What is it about being human that causes us to toast only the dead? Let us instead now celebrate the living.
Aralee Strange. The name is almost too perfect, as if a literary device. Yet she is, if nothing else, very real.
I first saw Aralee in the early ’90s at a reading she gave at a downtown gallery. I remember wondering, “Who is this woman with the measured, Southern voice and a lightning bolt tattoo on her right cheek?”
Over the years, I would gradually come to know her as a poet, playwright and filmmaker. She was, in fact, one of the original documentarians of Main Street. But our friendship didn’t truly blossom until 2002, when we would meet up on Fridays for happy hour at Main City Bar.
She moved to Athens, Ga., six years ago. Seeing how my ailing mother was in Atlanta, I would swing through whenever I could. It’s difficult to describe what it is like to be in Aralee’s presence, but anyone who has had the pleasure knows of what I speak. There’s something fortifying about it, like a good church or warm blanket. I call it “chiropractics for the soul.”
Once Aralee announced that she was starting a monthly open mic night called “Word of Mouth,” I was invited to be its inaugural feature reader. It was an honor I didn’t take lightly. To wit: My mother died somewhat unexpectedly four days before the occasion and I still performed. After all, I needed my priest. I’ve been back every December since, this last time with our mutual friend, Tim.
When you drive up to the gate of the ranch where she resides, you realize you are entering a different world. The gate reads “Timber Dance,” and as corny as that may sound, once the gate opens you immediately grasp the inspiration for its name. Your field of vision yields to a panoramic view of myriad trees resting at all sorts of angles, as if their dance was frozen upon your arrival, mid-song.
As you cruise the gravel road towards the house, to your right you might spy Brioche, a flashy Tennessee walking horse, and not far behind him, Cedric the mule, the latter of which Aralee calls her muse.
“Things get tough,” she says.
“I just say a few words to Cedric and he nods or snorts and I know everything’s gonna be fine.”
Later, she asserts, “People mistake a mule’s intelligence for stubbornness. Usually, there’s a damn good reason a mule don’t want to do what you want it to.”
Most of the heavy lifting at Timber Dance occurs on the large, partially screened-in deck that looks out over the pasture. Aralee, in her sixties, sits at a table with a shot-glass of Wild Turkey 101 in front of her.
“I know it’s only afternoon, but fuck it, I’m on vacation,” she says.

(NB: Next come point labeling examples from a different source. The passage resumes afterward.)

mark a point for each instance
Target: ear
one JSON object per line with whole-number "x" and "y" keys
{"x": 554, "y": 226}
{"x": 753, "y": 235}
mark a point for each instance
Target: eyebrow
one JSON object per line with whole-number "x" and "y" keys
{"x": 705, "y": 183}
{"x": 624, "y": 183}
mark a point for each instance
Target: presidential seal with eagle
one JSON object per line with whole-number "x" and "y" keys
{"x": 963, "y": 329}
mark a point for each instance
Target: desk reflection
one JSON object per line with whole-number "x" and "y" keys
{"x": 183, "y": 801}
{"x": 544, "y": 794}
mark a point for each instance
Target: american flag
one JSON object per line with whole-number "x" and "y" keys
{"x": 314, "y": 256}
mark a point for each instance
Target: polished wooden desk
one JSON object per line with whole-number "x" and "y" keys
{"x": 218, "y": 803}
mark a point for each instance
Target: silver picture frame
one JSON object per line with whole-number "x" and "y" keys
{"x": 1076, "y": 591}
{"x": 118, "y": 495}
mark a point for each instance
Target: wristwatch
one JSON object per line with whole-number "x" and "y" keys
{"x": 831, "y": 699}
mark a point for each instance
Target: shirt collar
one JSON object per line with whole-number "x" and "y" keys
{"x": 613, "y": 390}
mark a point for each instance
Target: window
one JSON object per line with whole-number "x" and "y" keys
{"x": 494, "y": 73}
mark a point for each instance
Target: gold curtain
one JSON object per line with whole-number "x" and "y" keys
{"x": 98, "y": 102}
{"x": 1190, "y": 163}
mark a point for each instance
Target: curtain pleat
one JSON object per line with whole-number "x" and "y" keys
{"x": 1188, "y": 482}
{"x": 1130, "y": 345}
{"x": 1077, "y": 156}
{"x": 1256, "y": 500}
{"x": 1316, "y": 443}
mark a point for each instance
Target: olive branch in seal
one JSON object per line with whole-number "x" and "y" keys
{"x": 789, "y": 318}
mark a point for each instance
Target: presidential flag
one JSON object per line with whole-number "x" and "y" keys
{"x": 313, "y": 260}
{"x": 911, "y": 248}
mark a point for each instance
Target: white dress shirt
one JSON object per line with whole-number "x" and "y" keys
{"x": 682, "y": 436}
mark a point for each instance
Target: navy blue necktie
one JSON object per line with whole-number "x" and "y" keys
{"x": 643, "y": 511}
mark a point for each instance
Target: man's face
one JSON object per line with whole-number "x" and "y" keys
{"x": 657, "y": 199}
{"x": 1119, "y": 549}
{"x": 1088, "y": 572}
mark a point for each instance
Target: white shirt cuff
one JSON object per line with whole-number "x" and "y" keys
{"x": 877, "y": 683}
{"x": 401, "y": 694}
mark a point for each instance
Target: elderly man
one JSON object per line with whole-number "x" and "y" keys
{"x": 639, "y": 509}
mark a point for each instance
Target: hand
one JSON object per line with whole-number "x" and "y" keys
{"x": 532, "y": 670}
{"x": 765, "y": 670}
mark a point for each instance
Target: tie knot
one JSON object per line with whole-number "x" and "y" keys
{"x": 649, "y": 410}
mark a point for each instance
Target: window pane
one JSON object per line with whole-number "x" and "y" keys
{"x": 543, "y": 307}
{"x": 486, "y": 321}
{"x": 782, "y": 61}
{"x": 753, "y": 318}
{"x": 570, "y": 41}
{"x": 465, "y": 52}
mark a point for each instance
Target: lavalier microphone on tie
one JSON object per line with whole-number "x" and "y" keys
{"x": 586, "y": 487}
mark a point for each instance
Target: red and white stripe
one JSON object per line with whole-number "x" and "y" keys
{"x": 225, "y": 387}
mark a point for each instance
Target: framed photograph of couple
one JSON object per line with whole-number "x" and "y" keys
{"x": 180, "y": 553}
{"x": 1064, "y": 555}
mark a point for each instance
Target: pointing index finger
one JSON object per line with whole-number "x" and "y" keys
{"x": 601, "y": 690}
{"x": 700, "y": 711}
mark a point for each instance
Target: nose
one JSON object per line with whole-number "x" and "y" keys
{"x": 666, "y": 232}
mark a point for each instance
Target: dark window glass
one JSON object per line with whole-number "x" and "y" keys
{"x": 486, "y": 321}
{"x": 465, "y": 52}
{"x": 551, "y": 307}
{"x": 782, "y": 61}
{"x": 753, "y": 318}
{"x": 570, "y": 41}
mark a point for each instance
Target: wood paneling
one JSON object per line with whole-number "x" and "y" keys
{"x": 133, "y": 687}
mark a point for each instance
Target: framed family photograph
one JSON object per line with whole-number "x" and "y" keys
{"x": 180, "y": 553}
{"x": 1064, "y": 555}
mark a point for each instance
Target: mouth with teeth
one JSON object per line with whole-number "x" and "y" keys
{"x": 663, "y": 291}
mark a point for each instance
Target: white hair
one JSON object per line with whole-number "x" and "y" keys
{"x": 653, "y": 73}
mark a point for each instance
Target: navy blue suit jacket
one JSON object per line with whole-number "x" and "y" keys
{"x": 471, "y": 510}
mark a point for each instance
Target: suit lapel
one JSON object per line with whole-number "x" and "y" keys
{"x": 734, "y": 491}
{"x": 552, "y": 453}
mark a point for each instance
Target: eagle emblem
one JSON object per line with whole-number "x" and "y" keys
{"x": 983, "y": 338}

I pour myself one, sip from it, and immediately start coughing.
“It’s terrible,” I groan.
“It’s ‘cause you’re not Southern. It’s in our blood. That’s probably why you prefer Irish whiskey.”
I take another sip and say, “Well, I was derailed in my twenties by narcotics and in my thirties by drinking. Way I see it, there are two paths for my forties: sobriety or pharmaceuticals.”
Without hesitation, she replies, “It’s got to be pharmaceuticals, then.”
Which is what I came for: straight shots.
Night falls and dogs bark in the distance. I put on Tom Waits’ Small Change, but Aralee soon overrides my selection and puts on his new album, Bad as Me.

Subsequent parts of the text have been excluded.